MOXIE GORE TOWNSHIP — A man stranded next to the Kennebec River for five hours after his raft overturned in high, rushing waters was rescued Sunday.

Six wardens, six rafting guides and a plane searched for the 30-year-old in the pouring rain, eventually finding him in a small crevice on the side of a rock cliff.

Rescuers said Jon Cousins survived for two reasons: He wore a dry suit, and he stayed near the river — instead of walking for miles through unfamiliar wilderness to try to find a road.

“We were all hopeful, hoping he was just sitting on the shore somewhere, but we all knew what could have happened,” said one of the rescuers, Nathan Schultz, 19. He’s a rafting guide with Crab Apple Whitewater in The Forks, the rafting company that volunteered to search for Cousins.

Cousins was one of about 15 friends from Troy, N.Y., who came for a private rafting trip on the Kennebec River.
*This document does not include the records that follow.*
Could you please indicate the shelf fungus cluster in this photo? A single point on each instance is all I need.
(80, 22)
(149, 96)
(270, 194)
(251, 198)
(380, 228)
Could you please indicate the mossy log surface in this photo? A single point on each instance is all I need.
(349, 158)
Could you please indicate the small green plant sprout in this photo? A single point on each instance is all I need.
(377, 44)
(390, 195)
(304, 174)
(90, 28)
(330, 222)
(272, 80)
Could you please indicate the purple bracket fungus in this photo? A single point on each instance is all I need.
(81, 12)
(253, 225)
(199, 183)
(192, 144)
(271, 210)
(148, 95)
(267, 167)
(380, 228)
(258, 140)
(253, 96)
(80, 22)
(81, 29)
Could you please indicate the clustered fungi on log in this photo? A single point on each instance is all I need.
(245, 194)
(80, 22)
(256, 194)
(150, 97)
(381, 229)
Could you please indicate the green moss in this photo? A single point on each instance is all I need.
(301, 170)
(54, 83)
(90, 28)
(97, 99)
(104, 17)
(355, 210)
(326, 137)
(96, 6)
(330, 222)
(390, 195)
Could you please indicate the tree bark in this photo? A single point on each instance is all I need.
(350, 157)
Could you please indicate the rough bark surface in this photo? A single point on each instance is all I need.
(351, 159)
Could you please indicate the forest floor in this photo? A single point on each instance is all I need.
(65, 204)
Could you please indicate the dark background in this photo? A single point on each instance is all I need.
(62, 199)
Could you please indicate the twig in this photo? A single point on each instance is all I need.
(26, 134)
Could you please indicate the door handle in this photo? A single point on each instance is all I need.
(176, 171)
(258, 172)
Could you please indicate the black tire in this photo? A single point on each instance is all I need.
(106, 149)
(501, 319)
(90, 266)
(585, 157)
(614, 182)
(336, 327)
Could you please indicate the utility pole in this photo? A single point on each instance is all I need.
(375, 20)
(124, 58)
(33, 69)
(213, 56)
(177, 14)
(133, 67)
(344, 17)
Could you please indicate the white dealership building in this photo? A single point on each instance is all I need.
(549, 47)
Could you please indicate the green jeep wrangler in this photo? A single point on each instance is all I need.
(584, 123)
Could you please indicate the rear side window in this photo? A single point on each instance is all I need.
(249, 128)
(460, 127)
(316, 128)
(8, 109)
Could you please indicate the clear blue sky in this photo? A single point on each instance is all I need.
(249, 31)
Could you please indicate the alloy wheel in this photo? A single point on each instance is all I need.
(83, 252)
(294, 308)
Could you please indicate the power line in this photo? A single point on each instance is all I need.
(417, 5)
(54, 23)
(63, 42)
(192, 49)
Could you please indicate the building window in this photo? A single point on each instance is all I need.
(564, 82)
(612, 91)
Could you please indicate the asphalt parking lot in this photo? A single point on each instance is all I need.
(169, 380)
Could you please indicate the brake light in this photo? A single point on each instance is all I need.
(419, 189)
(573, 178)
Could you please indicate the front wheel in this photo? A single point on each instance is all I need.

They brought with them two rafts and five kayaks from Rensselaer Polytechnic Institute, although it was not a college-endorsed trip, said Cpl. Aaron Cross, with the Maine Warden Service.
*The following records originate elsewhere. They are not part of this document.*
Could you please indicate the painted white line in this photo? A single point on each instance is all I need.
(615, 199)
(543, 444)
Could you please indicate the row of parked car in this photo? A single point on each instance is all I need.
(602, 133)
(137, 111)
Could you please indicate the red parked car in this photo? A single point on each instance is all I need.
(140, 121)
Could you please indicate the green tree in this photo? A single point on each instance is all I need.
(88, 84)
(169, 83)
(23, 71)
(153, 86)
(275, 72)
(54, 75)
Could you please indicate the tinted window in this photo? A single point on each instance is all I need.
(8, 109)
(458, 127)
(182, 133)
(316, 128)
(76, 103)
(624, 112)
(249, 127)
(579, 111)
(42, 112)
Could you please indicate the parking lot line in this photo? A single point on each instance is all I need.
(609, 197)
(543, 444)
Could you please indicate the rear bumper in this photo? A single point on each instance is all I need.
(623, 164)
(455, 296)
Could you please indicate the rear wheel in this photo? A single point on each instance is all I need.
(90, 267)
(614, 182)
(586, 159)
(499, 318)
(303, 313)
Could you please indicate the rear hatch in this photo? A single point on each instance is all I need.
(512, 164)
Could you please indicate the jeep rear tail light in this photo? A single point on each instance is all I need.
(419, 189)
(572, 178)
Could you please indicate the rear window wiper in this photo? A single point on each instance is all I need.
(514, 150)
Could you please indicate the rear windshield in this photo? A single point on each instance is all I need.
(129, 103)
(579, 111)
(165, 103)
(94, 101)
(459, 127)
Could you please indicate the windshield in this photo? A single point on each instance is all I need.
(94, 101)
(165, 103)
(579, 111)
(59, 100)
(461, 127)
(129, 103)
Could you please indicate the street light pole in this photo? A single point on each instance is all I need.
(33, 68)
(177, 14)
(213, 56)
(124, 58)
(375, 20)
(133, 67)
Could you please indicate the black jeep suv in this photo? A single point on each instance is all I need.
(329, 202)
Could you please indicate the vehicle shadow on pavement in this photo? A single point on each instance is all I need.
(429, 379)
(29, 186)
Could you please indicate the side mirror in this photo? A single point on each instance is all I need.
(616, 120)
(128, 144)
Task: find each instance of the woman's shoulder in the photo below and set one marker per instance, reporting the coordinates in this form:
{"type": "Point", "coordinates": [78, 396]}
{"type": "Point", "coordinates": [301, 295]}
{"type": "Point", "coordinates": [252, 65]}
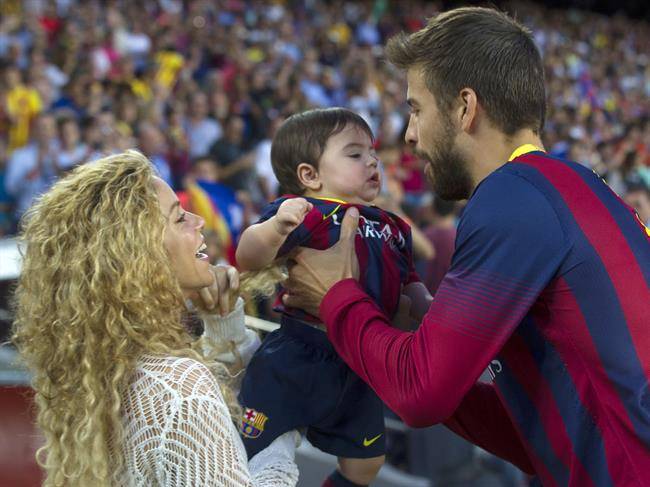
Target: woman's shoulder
{"type": "Point", "coordinates": [184, 375]}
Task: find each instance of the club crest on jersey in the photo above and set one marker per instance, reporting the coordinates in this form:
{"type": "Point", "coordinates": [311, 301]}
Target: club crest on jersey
{"type": "Point", "coordinates": [252, 424]}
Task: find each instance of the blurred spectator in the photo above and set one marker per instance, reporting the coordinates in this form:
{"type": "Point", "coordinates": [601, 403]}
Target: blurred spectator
{"type": "Point", "coordinates": [72, 151]}
{"type": "Point", "coordinates": [152, 144]}
{"type": "Point", "coordinates": [209, 81]}
{"type": "Point", "coordinates": [32, 169]}
{"type": "Point", "coordinates": [202, 131]}
{"type": "Point", "coordinates": [22, 103]}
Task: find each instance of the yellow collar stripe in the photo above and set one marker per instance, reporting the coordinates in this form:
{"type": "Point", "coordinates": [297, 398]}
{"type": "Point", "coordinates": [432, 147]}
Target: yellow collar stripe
{"type": "Point", "coordinates": [524, 149]}
{"type": "Point", "coordinates": [334, 200]}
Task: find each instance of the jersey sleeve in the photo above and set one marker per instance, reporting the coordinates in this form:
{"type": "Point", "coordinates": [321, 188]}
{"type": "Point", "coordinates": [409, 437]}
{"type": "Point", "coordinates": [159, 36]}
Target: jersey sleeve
{"type": "Point", "coordinates": [510, 244]}
{"type": "Point", "coordinates": [405, 228]}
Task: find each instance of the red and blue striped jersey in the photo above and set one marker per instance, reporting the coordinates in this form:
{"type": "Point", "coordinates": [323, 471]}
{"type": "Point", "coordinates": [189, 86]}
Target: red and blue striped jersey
{"type": "Point", "coordinates": [549, 288]}
{"type": "Point", "coordinates": [383, 247]}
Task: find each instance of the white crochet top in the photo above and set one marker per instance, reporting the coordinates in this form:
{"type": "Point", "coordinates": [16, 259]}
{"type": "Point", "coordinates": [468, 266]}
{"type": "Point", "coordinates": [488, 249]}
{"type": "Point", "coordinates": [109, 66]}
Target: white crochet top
{"type": "Point", "coordinates": [178, 430]}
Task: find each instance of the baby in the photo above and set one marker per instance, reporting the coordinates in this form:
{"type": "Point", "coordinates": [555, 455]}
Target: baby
{"type": "Point", "coordinates": [325, 162]}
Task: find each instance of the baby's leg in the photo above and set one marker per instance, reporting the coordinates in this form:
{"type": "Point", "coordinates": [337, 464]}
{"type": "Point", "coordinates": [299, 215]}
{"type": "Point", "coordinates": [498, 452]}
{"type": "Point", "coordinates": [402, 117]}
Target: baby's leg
{"type": "Point", "coordinates": [361, 471]}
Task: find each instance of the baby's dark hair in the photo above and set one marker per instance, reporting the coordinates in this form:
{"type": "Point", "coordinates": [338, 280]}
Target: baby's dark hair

The group put their rafts and kayaks in the river around 11 a.m. at Harris Station Dam in Indian Pond Township and encountered rapids a couple miles south in the Kennebec River Gorge, Cross said. Both rafts flipped around 11:30 a.m., dropping the occupants into water speeding 9,000 cubic feet per second.
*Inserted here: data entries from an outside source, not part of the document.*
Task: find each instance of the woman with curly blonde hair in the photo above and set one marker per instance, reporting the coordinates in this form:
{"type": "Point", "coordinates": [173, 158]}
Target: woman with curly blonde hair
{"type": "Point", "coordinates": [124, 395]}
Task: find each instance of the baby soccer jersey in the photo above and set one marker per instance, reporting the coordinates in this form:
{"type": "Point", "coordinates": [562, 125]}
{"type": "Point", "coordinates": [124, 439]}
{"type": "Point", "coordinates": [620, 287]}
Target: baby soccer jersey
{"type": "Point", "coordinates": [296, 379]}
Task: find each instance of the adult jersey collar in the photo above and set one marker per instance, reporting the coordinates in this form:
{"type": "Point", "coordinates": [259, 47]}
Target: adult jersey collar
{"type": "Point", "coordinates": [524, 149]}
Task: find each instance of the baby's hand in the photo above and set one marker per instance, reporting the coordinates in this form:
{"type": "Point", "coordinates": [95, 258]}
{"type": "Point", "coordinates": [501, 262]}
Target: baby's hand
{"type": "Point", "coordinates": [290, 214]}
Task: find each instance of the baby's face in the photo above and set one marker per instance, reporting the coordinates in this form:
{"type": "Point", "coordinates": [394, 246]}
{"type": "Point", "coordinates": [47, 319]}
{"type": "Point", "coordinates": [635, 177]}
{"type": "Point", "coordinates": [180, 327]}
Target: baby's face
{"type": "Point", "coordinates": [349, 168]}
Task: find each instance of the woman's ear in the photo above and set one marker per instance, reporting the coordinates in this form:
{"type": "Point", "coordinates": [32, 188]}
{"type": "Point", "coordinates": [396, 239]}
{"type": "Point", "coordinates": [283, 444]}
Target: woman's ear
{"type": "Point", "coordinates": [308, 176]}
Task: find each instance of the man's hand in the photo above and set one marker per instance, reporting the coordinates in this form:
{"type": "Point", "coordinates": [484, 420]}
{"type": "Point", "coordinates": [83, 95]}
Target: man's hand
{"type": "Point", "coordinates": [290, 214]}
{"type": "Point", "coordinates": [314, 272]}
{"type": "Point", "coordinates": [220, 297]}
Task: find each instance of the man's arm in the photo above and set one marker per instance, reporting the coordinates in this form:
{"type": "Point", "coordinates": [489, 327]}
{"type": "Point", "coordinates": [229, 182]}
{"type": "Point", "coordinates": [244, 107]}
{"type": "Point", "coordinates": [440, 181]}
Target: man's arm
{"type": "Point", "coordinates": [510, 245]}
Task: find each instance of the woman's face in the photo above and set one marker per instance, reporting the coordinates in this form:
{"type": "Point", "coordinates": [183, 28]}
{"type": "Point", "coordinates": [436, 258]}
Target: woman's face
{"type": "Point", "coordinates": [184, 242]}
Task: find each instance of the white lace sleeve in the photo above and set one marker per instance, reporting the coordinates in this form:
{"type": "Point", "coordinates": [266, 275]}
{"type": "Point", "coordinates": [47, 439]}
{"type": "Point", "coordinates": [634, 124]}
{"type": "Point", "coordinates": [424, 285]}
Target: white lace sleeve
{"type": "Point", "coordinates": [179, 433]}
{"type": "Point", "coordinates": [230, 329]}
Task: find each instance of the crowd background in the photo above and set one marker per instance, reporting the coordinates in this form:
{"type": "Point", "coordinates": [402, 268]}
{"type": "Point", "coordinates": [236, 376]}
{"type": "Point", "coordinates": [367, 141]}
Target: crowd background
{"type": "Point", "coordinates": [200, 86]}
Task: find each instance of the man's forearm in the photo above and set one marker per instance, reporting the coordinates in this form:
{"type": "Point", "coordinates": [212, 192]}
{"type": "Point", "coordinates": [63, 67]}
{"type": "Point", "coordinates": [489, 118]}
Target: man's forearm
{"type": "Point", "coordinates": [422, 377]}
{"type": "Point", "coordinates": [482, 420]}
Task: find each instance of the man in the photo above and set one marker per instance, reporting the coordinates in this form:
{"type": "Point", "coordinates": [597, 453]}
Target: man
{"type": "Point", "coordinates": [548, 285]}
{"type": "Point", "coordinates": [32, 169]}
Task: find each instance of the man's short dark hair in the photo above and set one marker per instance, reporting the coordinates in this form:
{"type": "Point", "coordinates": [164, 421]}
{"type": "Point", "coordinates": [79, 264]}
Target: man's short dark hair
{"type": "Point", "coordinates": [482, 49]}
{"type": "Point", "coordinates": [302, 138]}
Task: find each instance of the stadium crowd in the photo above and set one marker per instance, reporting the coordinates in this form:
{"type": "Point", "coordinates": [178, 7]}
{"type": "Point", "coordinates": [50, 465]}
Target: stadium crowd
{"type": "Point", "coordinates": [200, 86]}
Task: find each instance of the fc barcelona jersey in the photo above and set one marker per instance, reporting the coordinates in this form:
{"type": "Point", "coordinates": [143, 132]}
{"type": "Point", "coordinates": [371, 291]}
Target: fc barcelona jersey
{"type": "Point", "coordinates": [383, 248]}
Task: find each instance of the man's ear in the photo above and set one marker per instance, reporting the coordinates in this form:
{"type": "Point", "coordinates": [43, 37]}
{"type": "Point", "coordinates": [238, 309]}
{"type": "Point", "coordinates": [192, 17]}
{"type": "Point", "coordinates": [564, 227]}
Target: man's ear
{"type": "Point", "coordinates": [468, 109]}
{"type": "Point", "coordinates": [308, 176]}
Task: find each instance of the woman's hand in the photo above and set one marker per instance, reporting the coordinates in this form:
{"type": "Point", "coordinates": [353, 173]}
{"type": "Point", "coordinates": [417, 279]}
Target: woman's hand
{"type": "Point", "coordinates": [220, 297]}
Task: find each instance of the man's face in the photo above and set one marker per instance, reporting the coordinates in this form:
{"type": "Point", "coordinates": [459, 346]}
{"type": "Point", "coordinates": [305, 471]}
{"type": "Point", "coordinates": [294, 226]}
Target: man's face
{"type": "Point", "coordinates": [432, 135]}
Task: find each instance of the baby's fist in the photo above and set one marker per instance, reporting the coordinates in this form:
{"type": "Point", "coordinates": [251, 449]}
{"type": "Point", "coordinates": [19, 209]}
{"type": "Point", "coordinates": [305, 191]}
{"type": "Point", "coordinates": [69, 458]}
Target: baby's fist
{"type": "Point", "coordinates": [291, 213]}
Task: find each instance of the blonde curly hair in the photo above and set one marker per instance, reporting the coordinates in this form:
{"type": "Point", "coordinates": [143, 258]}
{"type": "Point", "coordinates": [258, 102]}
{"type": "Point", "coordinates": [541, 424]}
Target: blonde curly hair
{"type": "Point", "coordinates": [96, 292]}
The dam sometimes releases water to speed the river flow for rafting, but the melting snow and high rainfall has created a natural high release, Cross said.

“It’s pretty dangerous,” he said. “It’s just unbelievable power.”

When the group found ground just prior to Magic Falls, they realized that Cousins wasn’t with them. It took them time to reach a phone; the warden service received notice of the incident at 2:30 p.m.

“They weren’t sure if he was on shore or where he was, so that was obviously a little bit disheartening for us,” Cross said.

A warden service plane flew despite pouring rain; and Cross asked Crab Apple Whitewater if it would send a search and rescue team of rafting guides down the river since it was the closest rafting company to the river.

“I’m very appreciative of what they did for us because obviously it was totally voluntary,” Cross said.

Schultz, who went on the search and rescue mission, said it was the first of the rafting season and was comprised of five people in a raft and one person in a kayak. The man in the kayak first spotted Cousins in the crevice, about five feet above the water line, after 4:30 p.m. when he heard Cousins yelling, Schultz said.

Schultz said people’s first reaction was “just that we’re all glad he’s OK, still breathing,” he said.

Upper Kennebec Valley Ambulance Service personnel examined him where he exited the river at Carry Brook in Moxie Gore — located more than 30 miles north of Bingham.

“He was pretty much unharmed, just a little bit cold,” Cross said. The air temperature was about 48 degrees.